Arimoto Takanori, Takeishi Yasuchika, Shiga Ryoko, Fukui Akio, Tachibana Hidetada, Nozaki Naoki, Hirono Osamu, Nitobe Joji, Miyamoto Takuya, Hoit Brian D, Kubota Isao
First Department of Internal Medicine, Yamagata University School of Medicine, Yamagata, Japan.
J Card Fail. 2005 Feb;11(1):56-60. doi: 10.1016/j.cardfail.2004.03.005.
Heart-type fatty acid binding protein (H-FABP) is released into the circulation when the myocardium is injured and is a novel marker for the diagnosis of acute myocardial infarction. The purpose of the present study was to examine the clinical significance of increased serum H-FABP levels in patients with congestive heart failure.

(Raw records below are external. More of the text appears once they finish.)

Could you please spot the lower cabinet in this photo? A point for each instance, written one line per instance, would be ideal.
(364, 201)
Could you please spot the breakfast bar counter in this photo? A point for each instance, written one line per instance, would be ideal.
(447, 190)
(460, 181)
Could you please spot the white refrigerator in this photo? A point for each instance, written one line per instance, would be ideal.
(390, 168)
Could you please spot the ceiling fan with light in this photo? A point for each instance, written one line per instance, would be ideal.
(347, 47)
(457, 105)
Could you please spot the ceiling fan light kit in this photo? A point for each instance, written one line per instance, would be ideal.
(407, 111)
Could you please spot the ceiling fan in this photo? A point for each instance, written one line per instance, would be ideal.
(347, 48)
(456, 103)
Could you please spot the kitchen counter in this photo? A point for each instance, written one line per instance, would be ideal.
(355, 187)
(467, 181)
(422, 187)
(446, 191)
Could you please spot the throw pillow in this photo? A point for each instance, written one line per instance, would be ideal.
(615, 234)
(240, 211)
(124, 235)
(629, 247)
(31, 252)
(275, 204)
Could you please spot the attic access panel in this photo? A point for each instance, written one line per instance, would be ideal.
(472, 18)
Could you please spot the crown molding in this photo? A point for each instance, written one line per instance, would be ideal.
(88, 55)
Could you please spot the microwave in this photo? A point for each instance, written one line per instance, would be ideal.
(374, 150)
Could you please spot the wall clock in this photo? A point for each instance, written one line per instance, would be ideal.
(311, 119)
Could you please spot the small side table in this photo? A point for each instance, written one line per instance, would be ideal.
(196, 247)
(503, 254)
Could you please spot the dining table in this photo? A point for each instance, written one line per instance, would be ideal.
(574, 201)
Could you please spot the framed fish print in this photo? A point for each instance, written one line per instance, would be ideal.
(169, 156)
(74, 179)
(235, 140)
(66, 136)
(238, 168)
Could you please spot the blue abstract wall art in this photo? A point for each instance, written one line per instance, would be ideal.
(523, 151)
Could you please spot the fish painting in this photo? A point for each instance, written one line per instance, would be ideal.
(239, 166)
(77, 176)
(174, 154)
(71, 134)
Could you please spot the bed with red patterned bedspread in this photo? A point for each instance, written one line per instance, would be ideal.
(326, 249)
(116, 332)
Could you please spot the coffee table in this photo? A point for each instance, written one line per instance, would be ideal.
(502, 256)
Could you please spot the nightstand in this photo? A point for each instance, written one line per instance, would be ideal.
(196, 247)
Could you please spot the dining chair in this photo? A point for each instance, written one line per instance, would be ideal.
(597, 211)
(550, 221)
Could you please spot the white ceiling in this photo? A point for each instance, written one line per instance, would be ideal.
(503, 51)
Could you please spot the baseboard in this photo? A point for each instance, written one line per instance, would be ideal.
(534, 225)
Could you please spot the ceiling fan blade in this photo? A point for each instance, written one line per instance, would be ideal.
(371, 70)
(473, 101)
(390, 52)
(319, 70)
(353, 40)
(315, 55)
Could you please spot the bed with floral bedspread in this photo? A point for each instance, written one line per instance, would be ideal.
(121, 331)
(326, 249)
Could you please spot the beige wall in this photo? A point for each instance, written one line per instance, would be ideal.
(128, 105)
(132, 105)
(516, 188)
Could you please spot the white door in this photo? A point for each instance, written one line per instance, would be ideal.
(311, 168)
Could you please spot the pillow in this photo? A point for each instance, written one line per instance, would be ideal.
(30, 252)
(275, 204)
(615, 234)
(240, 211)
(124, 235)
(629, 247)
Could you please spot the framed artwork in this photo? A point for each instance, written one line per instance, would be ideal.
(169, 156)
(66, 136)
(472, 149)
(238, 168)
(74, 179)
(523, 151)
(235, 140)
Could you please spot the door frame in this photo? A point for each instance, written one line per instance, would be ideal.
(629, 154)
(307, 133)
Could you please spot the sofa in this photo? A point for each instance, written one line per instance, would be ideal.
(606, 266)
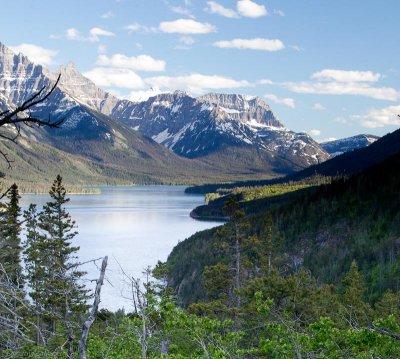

Serum levels of H-FABP were measured in 179 patients admitted with congestive heart failure and 20 age-matched normal controls by using a sandwich enzyme-linked immunosorbent assay. Patients were prospectively followed during a mean follow-up period of 20 months with the end points of cardiac death and progressive heart failure requiring rehospitalization. Serum levels of H-FABP were higher in patients with congestive heart failure than in control subjects (5.7 +/- 4.8 ng/mL versus 2.7 +/- 0.8 ng/mL, P < .01) and increased with advancing NYHA class (P < .01). The cardiac event rate was markedly higher in patients with elevated H-FABP levels than in those with normal levels (43% versus 7%, P < .0001). Furthermore, the Cox multivariate proportional hazard analysis revealed that the elevated H-FABP level was the only independent predictor for cardiac events (chi2= 7.397, P < .01).
Elevation of H-FABP indicates latent and ongoing cardiomyocyte damage and identifies patients at high risk for future cardiac events in congestive heart failure.